Private practitioners, however, warn that the administrative burden on employers will be significant, with little benefit for workers. “The ‘gender pay gap’ exists, but it is far from established that the gap is a result of discrimination,” according to a client alert from Donald S. Prophete and Robin E. Shea, attorneys at Constangy, Brooks, Smith & Prophete, LLP. “The ‘pay gap’ compares the average pay of all women in the workforce with the average pay of all men in the workforce. It does not control for type of position held, geography, career ambition, family responsibilities, education, type of employer, length of employment, gaps in employment, era in which one entered the workforce, or anything else that might legitimately affect pay.”
Because the data that will be provided does not control for these factors, it could result in frivolous charges or “inquiries” of employers about pay gaps that are legitimate, Prophete and Shea warned.
However, employers should do what they can to ensure that employees are paid equitably, the attorneys said, recommending that employers conduct a thorough compensation audit before the new EEO-1 “snapshot” window. (See Q&As below for more information on the window.)
At a minimum, Constangy recommends that employers:
- Identify any disparities that appear to be correlated with race, sex, or ethnicity;
- Ensure you have the documentation necessary to explain and validate disparities; and
- Correct any disparities that do not have valid explanations.
EEOC issued a question-and-answer document to assist employers with compliance. The following Q&As have been adapted from that document.
Q: Who must file the EEO-1?
A: Beginning with the 2017 report, due March 31, 2018, the following is required:
- Private employers including federal contractors and subcontractors with 100 or more employees will submit summary pay data.
- Federal contractors and subcontractors with 50 to 99 employees will not submit summary pay data but will continue to report demographic data (sex and race or ethnicity) as they did before.
- Federal contractors and subcontractors with 49 or fewer employees, and companies without federal contracts with 99 or fewer employees, will not be required to complete the EEO-1 report.
Q: When should we count our employees?
A: For reporting years 2016 and before, the “workforce snapshot period” was July 1 to September 30. Starting with the EEO-1 report of 2017 data, however, the period will be October 1 to December 31, 2017. Each employer may choose any pay period during this 3-month period to count its full and part-time employees.

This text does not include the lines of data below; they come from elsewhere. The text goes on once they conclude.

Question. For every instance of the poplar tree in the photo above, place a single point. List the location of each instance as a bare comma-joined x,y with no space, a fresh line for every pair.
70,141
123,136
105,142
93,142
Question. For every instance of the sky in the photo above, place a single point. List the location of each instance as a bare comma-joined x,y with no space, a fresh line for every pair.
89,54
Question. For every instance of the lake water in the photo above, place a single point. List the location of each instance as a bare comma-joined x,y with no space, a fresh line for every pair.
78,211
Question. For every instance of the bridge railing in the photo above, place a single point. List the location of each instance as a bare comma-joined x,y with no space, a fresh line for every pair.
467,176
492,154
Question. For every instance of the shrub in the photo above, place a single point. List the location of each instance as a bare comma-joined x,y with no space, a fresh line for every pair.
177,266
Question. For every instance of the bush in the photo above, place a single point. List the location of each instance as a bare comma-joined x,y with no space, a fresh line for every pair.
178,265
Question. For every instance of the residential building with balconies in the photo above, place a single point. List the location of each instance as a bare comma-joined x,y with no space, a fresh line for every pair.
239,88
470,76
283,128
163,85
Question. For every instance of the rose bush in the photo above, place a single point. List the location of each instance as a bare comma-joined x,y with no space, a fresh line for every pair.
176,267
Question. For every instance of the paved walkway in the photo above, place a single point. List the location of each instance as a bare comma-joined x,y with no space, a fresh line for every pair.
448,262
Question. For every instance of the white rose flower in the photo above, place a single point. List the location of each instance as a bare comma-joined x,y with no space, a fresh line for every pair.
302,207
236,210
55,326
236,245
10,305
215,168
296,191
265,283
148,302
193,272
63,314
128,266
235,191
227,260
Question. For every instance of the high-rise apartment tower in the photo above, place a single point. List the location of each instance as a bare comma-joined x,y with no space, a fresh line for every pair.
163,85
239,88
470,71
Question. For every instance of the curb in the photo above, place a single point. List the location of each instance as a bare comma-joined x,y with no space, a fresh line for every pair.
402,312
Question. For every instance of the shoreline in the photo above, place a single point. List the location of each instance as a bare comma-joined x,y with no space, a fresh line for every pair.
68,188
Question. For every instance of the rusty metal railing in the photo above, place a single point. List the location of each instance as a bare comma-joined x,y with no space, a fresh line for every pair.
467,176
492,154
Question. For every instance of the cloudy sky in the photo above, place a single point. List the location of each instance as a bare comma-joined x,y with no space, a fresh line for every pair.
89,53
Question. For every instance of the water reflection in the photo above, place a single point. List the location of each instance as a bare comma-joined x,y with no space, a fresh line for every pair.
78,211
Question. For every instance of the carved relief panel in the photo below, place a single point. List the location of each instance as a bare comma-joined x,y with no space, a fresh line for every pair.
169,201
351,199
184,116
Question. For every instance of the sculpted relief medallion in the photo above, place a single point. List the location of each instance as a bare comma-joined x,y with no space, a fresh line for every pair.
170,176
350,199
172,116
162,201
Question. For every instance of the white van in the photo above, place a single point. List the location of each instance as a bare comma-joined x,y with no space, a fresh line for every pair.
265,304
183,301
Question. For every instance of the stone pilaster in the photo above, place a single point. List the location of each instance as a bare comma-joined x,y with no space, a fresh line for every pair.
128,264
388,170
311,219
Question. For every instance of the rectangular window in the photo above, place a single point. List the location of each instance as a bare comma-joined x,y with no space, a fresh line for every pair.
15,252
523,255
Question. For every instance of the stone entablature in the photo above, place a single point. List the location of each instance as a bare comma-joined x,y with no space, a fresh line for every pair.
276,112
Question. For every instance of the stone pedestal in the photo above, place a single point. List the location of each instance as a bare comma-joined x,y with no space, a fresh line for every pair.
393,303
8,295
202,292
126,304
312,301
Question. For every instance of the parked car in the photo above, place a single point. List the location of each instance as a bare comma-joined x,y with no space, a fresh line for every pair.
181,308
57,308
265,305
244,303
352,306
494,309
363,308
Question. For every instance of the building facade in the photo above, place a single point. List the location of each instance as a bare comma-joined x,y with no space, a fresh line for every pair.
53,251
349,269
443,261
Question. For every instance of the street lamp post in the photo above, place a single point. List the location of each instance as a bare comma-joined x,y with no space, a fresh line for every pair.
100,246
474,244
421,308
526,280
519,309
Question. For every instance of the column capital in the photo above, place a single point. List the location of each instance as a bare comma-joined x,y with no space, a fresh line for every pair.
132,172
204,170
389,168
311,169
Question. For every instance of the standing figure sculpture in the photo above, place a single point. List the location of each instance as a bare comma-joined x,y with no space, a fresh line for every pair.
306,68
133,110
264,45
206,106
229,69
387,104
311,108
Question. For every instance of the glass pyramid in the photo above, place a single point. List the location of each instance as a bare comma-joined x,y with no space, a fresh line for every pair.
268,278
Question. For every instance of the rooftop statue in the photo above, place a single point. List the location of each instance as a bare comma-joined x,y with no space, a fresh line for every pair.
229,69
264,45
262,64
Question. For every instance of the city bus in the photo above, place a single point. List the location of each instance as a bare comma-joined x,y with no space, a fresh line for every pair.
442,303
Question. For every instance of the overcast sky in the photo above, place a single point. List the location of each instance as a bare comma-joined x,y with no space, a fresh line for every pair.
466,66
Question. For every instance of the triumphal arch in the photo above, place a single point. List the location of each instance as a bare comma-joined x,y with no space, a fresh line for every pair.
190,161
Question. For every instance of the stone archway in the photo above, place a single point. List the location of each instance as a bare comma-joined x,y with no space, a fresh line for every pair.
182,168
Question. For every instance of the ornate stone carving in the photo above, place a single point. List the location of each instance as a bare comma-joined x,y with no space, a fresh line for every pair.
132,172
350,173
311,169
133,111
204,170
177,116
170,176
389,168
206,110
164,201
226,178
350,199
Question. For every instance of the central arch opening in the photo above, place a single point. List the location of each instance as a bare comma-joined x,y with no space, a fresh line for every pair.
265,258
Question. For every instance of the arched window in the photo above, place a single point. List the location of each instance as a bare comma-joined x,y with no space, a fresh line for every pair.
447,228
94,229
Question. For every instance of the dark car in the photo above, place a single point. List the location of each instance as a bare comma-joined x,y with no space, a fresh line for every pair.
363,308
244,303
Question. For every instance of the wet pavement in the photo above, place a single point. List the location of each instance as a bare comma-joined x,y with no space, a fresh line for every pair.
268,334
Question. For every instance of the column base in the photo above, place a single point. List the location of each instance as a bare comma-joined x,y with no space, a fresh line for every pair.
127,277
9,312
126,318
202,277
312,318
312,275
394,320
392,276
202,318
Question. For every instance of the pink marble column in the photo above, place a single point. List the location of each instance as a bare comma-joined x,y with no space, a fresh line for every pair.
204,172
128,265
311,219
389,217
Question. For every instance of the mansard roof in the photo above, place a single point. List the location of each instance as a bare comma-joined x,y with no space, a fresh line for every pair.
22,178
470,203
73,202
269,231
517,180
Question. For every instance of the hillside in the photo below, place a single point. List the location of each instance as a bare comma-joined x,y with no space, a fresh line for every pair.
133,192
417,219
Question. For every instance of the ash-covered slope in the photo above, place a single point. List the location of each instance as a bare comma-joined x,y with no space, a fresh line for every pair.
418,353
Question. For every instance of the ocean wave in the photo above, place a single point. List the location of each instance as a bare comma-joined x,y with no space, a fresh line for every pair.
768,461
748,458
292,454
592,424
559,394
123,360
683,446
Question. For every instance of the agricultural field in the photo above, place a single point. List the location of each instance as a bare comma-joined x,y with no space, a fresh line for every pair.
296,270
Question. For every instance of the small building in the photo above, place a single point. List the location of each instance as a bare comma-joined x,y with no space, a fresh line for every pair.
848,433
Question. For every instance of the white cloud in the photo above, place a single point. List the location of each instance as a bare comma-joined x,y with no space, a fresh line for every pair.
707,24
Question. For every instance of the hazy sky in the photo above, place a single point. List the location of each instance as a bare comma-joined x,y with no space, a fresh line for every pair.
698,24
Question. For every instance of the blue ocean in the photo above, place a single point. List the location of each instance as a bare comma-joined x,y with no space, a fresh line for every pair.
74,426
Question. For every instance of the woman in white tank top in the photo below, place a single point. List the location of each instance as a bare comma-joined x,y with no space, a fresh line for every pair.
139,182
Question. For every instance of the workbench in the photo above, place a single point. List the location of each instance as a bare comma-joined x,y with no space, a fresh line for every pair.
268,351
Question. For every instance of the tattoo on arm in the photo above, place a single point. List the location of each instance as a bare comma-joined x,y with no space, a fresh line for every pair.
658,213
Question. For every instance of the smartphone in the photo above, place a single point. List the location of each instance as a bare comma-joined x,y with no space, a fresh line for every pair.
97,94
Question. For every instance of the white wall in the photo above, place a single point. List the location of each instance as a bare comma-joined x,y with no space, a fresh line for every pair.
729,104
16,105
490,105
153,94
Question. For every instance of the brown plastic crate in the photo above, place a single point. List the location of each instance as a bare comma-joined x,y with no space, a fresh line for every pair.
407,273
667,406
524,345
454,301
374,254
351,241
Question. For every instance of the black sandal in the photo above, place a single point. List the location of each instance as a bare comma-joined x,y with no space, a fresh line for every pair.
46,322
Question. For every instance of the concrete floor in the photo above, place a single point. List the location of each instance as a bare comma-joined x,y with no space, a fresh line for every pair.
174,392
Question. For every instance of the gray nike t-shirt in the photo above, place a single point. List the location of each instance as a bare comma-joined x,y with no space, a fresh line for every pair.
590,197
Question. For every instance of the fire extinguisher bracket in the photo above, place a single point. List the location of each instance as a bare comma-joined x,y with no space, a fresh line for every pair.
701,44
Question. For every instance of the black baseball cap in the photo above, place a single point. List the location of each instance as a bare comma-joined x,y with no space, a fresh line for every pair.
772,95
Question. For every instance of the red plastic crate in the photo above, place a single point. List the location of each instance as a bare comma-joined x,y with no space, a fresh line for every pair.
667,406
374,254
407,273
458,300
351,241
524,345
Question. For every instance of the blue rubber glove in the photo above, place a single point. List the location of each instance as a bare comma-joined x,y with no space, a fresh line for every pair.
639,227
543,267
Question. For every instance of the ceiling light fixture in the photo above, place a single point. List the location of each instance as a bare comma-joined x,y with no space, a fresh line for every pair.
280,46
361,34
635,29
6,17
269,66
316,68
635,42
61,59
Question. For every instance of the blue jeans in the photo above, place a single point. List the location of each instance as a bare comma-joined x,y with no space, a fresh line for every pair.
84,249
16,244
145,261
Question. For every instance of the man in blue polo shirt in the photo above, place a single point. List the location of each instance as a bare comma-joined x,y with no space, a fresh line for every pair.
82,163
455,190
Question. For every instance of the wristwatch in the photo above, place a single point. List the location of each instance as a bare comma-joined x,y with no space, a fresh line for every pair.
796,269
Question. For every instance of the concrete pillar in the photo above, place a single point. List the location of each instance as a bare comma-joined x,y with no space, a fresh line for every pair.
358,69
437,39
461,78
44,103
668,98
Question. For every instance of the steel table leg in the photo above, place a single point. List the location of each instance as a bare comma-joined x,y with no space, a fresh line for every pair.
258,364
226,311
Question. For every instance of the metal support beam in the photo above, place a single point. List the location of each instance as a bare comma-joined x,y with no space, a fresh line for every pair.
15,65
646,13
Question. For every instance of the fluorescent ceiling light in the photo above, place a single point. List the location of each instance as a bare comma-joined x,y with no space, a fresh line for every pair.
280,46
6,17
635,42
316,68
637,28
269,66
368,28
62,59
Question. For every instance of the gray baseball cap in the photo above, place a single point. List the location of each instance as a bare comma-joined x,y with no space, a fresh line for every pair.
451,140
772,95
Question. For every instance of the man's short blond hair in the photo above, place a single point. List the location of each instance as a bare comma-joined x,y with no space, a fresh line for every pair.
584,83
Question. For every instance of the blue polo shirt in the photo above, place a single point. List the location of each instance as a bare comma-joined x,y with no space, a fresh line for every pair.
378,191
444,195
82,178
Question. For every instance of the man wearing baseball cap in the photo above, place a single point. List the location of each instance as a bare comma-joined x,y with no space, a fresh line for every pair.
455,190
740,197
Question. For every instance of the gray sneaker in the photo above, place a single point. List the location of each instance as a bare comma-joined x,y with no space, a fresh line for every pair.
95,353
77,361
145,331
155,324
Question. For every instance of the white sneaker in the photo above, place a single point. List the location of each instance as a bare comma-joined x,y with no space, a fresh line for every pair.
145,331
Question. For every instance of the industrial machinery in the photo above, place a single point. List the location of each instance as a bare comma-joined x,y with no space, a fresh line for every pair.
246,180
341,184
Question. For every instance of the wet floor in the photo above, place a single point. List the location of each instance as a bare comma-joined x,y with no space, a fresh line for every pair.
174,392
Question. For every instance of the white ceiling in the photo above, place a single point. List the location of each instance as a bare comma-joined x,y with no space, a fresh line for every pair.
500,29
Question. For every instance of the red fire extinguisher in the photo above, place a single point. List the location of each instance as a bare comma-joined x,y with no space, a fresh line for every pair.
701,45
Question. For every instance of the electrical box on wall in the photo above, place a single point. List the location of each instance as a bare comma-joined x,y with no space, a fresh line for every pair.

Q: What compensation information will be required?
A: The revised EEO-1 report has two new elements:
- Summary pay data: Employers report the total number of full and part-time employees they had during that year in each of 12 pay bands listed for each EEO-1 job category; employers do not report individual pay or salaries.
- Aggregate hours worked data: Employers tally and report the number of hours worked that year by all the employees accounted for in each pay band.
Q: What are the “pay bands”?
A: EEO-1 will be the same as the 12 pay bands used by the Bureau of Labor Statistics for the Occupation Employment Statistics survey. The first is “$19,239 and under” and the 12th is “$208,000 and over.”
Q: How is compensation determined for these bands?
A: Employers will rely on the pay reported for income tax purposes that year in Box 1 of the W-2 form. For purposes of the survey, wages earned after the conclusion of the last full pay period in December but paid to employees in the next calendar year will be reported for the same year in which they are reported for W-2 purposes.
Q: How must employees’ hours be tracked?
A: For nonexempt employees, for whom the FLSA already requires employers to keep records of hours worked, employers will consult these records to identify the number of hours worked. For employees who are exempt from the Fair Labor Standards Act, employers may either report 20 hours per week for each part-time employee and 40 hours per week for each full-time employee or report employees’ actual hours worked.